The Trustee's construction expenditure on the relevant capital works is a construction expenditure area as defined in subsection 43-75(1). There is a pool of construction expenditure for that area.
Construction expenditure is capital expenditure incurred in respect of the construction of capital works (subsection 43-70(1)) but does not include the cost of acquiring land, expenditure on demolishing existing structures; or expenditure on clearing, levelling, filling, draining or otherwise preparing the construction site prior to carrying out excavation works; or expenditure on landscaping (subsection 43-70(2)).
The Trustee is using its 'area' for the purpose of producing assessable income as it is deriving rental income from the Tenant, which is assessable.

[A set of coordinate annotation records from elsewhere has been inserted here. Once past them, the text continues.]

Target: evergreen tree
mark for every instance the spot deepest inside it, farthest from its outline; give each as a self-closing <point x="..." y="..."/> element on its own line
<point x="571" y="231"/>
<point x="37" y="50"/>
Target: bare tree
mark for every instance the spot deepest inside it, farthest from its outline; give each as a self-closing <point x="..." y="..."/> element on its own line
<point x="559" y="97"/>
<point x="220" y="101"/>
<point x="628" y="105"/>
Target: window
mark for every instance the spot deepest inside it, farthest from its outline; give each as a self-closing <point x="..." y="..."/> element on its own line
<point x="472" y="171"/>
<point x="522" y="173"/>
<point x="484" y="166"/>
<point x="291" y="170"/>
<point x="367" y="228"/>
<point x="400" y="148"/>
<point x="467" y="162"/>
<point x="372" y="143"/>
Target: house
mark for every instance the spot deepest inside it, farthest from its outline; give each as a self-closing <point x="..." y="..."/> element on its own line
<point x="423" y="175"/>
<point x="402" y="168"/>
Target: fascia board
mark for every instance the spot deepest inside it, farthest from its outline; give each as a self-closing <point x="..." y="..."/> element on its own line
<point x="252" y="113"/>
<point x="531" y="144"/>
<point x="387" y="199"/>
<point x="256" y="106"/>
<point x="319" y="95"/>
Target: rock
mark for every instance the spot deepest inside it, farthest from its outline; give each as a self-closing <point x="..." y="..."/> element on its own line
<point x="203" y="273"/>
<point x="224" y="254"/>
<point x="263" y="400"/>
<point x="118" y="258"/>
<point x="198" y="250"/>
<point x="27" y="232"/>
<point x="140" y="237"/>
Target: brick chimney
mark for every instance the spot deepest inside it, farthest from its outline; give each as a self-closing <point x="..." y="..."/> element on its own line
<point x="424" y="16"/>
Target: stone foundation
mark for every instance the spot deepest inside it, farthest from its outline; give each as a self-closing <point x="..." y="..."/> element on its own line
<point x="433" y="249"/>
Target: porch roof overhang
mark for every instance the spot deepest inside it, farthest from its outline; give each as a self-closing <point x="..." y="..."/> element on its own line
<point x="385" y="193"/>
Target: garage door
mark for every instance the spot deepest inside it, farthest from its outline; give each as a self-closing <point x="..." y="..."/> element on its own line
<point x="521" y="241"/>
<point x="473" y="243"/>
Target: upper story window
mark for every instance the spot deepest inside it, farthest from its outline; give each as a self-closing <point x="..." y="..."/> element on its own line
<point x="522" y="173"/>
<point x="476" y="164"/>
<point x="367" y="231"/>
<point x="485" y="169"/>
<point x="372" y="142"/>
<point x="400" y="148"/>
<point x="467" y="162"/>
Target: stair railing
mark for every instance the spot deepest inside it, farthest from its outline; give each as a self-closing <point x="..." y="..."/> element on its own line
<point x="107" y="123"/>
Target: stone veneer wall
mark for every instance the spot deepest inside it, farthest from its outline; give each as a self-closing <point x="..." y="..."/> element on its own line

Therefore, the Trustee satisfies the requirements of section 43-140.
As a result, the Trustee can claim capital works deductions as all of the section 43-10 requirements have been satisfied.
Pursuant to sections 43-25 and 43-145, the Trustee can get a deduction at a rate of 4% if:
· The Trustee uses the relevant 'area' for producing assessable income; and
· The Property is used 'wholly or mainly' by any entity (the Tenant) whose activities qualify as 'industrial activities' under section 43-150.
The Trustee is using its 'area' for the purpose of producing assessable income as it is deriving rental income from the Tenant, which is assessable and as explained above the Tenant is using both CE Areas for industrial activities.
Hence, the Trustee is considered to use the relevant part of its area 'in the 4% manner' under section 43-145.
The Trustee is therefore entitled to claim a deduction under section 43-10 at a rate of 4% in respect of its 'portion of your construction expenditure' attributable to:
· CE Area 1 from the time the Trustee acquired the Property; and
· CE Area 2 from the time of completion of construction of the relevant capital works in relation to the hardstand.